Revanche du droit du travail et du salariat avec la multiplication des procédures judiciaires contre les plateformes mais aussi leur difficulté croissante à fidéliser leur main-d’œuvre, à l’image de la désaffection des chauffeurs envers Uber. Revanche du droit de la concurrence contre les abus de position dominante et les pratiques déloyales, symbolisées par le retrait de la licence d’Uber à Londres ou par la condamnation de Google à une amende de 2,4 milliards d’euros par la Commission européenne pour le biais de son moteur de recherche au service de son comparateur de prix. Revanche de la régulation au service de la protection de la vie privée et des données personnelles ou de la sécurité financière après la multiplication des scandales liés au bitcoin.
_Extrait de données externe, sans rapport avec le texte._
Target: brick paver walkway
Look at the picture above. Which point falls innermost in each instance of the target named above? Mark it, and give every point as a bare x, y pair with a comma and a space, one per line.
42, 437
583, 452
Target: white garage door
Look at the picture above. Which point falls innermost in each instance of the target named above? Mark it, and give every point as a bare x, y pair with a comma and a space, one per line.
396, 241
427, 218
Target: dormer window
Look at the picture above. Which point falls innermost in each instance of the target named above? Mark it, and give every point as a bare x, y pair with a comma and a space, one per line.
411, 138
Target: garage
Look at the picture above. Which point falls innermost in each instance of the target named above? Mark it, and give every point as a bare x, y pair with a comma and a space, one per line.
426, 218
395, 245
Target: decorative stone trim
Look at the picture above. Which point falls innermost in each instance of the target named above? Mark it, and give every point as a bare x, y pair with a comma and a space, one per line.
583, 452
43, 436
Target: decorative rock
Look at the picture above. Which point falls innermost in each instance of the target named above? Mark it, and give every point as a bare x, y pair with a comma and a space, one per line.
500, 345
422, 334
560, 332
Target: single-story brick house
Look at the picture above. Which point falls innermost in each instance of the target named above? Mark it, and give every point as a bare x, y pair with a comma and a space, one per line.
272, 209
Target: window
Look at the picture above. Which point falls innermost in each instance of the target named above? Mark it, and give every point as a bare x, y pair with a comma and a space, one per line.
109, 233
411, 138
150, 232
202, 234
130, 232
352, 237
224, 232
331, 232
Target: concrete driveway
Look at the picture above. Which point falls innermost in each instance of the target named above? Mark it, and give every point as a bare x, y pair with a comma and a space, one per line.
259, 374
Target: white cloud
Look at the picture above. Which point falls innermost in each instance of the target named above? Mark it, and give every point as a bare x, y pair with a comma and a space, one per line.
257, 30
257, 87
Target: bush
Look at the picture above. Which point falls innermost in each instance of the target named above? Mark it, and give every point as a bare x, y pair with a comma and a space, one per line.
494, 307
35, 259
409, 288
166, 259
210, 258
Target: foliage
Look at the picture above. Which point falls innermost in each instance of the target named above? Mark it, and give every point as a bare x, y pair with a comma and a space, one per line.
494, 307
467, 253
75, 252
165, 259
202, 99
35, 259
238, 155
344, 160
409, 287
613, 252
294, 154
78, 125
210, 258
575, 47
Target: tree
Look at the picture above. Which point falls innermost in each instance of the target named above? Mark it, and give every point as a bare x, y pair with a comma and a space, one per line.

Revanche de la fiscalité afin de mettre fin à l’aberration qui voit le taux d’imposition du Gafa plafonner à 5,2 % alors que sa capitalisation atteignait 2 059 milliards d’euros, son chiffre d’affaires 397 milliards, ses bénéfices 66 milliards et les fonds accumulés sur des comptes offshore 500 milliards à fin 2016. Autant d’éléments qui justifient pleinement la sanction des aides d’État dont Apple bénéficie en Irlande à hauteur de 13 milliards d’euros (taux d’imposition réduit à 0,005 %) ou Amazon au Luxembourg à hauteur de 250 millions d’euros.
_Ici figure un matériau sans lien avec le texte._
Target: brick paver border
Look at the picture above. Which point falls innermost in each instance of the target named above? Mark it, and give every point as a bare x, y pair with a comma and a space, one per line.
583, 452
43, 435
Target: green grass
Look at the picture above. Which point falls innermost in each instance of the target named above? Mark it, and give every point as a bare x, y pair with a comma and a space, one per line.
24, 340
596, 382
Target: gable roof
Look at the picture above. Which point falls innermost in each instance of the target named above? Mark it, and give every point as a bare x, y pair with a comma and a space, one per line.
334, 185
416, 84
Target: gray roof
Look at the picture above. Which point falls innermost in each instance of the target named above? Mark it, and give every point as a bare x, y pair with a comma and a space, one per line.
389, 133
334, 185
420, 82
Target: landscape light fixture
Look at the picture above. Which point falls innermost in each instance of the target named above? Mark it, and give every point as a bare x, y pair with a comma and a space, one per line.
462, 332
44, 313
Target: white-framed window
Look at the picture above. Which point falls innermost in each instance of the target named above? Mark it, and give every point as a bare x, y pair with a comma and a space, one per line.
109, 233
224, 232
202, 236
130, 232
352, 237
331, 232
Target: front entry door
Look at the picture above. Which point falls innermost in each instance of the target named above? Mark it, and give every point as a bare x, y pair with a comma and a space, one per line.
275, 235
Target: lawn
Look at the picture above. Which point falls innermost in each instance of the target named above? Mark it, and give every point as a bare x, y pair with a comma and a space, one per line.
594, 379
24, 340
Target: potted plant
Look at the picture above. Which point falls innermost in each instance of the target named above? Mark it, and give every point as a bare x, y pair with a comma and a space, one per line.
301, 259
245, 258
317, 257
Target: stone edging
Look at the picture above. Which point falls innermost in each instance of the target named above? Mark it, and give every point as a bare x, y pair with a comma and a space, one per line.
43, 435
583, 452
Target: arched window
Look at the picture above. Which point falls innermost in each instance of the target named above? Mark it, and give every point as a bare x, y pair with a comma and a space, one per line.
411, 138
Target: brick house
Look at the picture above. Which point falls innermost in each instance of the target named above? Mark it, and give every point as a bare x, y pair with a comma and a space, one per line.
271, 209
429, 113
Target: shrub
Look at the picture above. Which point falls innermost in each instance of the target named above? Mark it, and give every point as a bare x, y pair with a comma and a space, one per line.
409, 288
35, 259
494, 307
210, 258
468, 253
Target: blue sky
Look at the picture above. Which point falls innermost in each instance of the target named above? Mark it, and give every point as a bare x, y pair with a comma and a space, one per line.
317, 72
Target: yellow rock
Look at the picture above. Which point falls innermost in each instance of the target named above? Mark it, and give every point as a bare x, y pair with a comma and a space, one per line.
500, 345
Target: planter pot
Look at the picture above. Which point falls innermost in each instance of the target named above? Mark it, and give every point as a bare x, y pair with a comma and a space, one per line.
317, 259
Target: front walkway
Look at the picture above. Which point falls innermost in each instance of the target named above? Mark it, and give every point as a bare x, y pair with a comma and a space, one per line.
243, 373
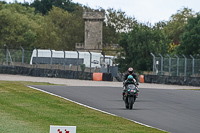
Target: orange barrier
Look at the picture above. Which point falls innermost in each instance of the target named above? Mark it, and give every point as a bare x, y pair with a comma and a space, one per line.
97, 76
141, 78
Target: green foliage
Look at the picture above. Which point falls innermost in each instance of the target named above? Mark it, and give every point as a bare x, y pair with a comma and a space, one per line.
137, 46
44, 6
175, 27
18, 27
190, 44
61, 30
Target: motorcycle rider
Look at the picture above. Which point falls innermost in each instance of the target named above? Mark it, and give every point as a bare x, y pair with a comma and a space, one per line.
129, 78
130, 72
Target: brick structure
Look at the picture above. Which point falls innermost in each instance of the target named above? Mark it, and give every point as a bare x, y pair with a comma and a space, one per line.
93, 31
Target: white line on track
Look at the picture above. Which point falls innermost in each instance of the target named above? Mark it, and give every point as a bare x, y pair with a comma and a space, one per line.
92, 107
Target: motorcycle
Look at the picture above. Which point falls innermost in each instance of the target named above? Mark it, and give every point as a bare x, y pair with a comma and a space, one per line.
130, 95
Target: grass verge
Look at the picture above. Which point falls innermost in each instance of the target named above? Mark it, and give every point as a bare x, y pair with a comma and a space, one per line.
25, 110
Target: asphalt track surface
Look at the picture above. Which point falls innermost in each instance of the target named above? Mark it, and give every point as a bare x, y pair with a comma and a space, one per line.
176, 111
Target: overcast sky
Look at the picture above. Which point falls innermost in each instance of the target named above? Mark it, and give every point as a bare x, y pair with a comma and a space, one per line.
143, 10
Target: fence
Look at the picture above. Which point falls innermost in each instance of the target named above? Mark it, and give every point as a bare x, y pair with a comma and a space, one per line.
176, 66
62, 60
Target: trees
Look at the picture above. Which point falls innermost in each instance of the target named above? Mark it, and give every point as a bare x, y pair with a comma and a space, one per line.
44, 6
190, 43
175, 26
17, 26
61, 30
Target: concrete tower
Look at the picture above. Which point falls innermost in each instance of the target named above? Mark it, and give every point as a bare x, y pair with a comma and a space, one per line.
93, 30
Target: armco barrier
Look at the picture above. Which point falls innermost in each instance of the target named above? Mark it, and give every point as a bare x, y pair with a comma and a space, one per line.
97, 76
174, 80
107, 77
141, 78
45, 72
102, 77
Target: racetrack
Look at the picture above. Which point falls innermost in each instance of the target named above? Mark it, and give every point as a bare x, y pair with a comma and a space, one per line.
175, 111
161, 106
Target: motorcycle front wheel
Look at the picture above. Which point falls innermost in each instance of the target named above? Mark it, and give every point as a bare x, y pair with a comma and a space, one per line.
131, 102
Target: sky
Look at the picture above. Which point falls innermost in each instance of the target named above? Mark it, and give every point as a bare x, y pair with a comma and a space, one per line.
144, 11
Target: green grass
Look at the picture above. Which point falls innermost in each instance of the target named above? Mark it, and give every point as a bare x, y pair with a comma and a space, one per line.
25, 110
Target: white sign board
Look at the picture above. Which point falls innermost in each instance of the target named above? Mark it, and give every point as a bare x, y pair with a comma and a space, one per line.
62, 129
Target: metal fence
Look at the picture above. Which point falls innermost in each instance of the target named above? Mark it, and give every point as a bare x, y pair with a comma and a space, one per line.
21, 57
176, 66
Revanche de l’État de droit et de la démocratie avec la mise en cause de Facebook et de Google dans la diffusion des fake news, des sites pornographiques, de la propagande djihadiste ou des manipulations du suffrage universel par la Russie. Revanche de la souveraineté avec la reprise de contrôle de la propriété et du stockage des données. Revanche de la politique et de la morale avec l’indispensable délibération collective autour des questions de responsabilité et d’éthique que soulèvent l’intelligence artificielle et la robotisation.
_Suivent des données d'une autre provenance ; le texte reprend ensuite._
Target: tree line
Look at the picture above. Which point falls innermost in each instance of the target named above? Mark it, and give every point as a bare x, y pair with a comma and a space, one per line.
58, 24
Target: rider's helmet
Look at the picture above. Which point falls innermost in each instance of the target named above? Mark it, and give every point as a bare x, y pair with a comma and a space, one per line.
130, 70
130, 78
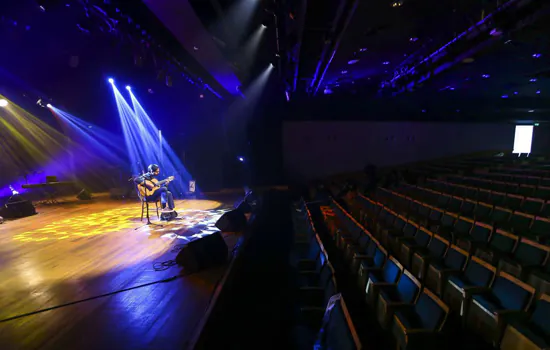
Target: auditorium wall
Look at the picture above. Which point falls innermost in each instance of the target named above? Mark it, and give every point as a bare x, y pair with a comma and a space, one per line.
316, 149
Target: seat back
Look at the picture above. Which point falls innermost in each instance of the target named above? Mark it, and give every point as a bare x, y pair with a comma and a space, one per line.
530, 253
448, 220
483, 210
410, 229
408, 287
337, 330
532, 206
521, 221
391, 270
326, 274
399, 223
431, 310
464, 226
479, 273
539, 317
512, 293
422, 237
500, 215
455, 258
540, 227
438, 246
503, 241
481, 232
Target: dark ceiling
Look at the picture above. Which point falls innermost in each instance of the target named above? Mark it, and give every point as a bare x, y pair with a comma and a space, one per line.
346, 59
377, 63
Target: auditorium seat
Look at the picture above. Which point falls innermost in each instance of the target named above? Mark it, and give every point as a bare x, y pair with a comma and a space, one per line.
489, 310
366, 265
479, 234
540, 278
393, 297
419, 326
477, 277
542, 192
468, 208
532, 206
395, 238
540, 230
483, 212
501, 244
363, 255
435, 251
500, 216
337, 330
438, 271
305, 255
527, 256
520, 223
530, 332
514, 201
381, 277
408, 247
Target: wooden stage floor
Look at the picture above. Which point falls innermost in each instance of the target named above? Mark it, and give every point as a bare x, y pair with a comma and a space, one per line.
80, 250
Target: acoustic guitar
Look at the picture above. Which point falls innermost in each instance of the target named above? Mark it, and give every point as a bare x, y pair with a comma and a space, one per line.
149, 187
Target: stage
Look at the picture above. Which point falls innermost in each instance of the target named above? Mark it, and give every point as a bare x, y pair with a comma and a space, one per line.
80, 250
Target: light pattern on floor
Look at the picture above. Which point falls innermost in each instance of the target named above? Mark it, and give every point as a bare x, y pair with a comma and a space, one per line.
191, 224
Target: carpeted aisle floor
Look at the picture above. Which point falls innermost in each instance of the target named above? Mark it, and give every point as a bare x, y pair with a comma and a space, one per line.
258, 311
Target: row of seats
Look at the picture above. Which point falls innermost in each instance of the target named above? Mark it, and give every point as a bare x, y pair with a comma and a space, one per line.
484, 297
519, 256
414, 314
533, 206
522, 178
522, 171
323, 318
517, 222
522, 189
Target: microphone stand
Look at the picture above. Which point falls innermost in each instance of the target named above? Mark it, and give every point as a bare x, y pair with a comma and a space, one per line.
148, 223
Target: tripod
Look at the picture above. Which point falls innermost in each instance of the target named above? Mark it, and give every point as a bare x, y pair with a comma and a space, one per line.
145, 203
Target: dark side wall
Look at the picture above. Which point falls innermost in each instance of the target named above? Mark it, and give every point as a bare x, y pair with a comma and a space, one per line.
317, 149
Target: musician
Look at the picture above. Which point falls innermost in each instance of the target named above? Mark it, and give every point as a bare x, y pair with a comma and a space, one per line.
165, 195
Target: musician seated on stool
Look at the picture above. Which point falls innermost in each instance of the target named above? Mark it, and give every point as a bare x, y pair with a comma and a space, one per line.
149, 180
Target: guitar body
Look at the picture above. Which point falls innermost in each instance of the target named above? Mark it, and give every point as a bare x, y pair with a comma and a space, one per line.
149, 187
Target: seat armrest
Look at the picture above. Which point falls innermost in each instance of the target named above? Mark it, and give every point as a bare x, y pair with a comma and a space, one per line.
362, 257
383, 284
312, 309
399, 304
311, 289
476, 290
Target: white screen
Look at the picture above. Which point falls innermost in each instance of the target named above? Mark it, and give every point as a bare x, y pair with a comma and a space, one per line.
523, 139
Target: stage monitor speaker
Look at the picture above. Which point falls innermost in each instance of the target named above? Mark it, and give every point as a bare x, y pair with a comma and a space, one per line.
84, 195
17, 207
232, 221
203, 253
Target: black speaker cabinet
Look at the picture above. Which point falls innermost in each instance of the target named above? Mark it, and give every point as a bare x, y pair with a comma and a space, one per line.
232, 221
18, 207
203, 253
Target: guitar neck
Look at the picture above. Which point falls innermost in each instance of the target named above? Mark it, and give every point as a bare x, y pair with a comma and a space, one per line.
163, 182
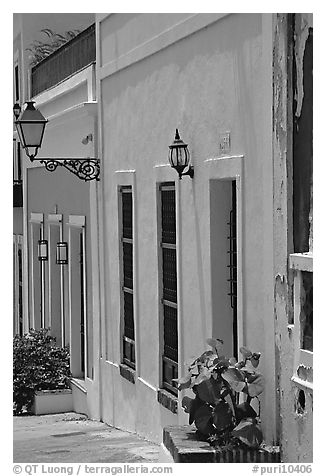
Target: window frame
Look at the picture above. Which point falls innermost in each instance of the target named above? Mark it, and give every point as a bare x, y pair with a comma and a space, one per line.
167, 385
125, 289
298, 263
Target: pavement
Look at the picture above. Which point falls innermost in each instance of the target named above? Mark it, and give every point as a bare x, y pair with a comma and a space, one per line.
73, 438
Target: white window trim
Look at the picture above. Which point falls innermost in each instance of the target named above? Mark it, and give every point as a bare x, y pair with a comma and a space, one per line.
18, 243
56, 220
230, 167
165, 173
37, 218
299, 262
78, 221
125, 178
17, 63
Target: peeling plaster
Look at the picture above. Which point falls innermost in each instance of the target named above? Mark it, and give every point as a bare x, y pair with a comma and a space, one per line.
301, 33
305, 373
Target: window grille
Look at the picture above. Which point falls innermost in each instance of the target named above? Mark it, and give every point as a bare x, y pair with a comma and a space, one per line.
128, 338
82, 307
17, 163
17, 88
232, 252
169, 287
306, 316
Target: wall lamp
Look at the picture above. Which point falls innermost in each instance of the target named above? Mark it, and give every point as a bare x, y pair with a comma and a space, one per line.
30, 126
42, 250
62, 253
179, 156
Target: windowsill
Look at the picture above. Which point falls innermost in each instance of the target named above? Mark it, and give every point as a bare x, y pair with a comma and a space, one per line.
127, 373
302, 384
185, 446
301, 261
167, 400
79, 383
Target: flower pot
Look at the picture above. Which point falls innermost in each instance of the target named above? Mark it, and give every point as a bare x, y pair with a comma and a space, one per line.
184, 446
52, 401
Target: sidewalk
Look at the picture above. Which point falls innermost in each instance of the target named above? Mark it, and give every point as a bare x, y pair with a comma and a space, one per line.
72, 438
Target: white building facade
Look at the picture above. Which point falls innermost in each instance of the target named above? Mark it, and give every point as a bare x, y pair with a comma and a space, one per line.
172, 262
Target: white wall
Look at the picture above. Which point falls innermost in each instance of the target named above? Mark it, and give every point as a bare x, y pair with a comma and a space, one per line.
208, 82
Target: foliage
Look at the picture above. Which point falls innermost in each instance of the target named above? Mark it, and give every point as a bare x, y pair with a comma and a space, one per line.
38, 364
217, 382
41, 49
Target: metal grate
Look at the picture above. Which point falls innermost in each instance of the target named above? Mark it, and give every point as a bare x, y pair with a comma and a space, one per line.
65, 61
82, 307
169, 285
128, 338
233, 266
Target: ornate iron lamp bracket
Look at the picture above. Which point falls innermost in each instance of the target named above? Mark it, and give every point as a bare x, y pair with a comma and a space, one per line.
85, 169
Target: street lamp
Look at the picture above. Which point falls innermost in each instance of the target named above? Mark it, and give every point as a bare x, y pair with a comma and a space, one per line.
179, 156
30, 126
42, 250
62, 253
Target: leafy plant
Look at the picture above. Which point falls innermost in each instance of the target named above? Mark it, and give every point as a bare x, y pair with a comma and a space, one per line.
41, 49
217, 382
38, 364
Le nouvel équilibre qui se dessine entre le réel et le virtuel doit être accompagné d’une juste balance entre l’innovation et la régulation du numérique. Une relative convergence se fait jour entre l’Europe et les États-Unis dans les domaines de la réglementation et la fiscalité. Mais l’Union conserve un rôle décisif. Forte de ses 500 millions de consommateurs à haute valeur ajoutée et de son rôle de laboratoire, elle dispose de tous les moyens pour devenir le laboratoire de la régulation de l’économie numérique qui doit être réintégré dans le champ des règles de concurrence, du paiement de l’impôt et de la protection des droits individuels.
La régulation du numérique passe par la conquête par l’Europe de sa souveraineté et de sa sécurité dans le domaine cybernétique. Mais il n’est pas de souveraineté et de sécurité sans dynamisme de la production et de l’innovation digitales. Dans le monde virtuel comme dans le monde réel, il faut produire pour pouvoir réguler.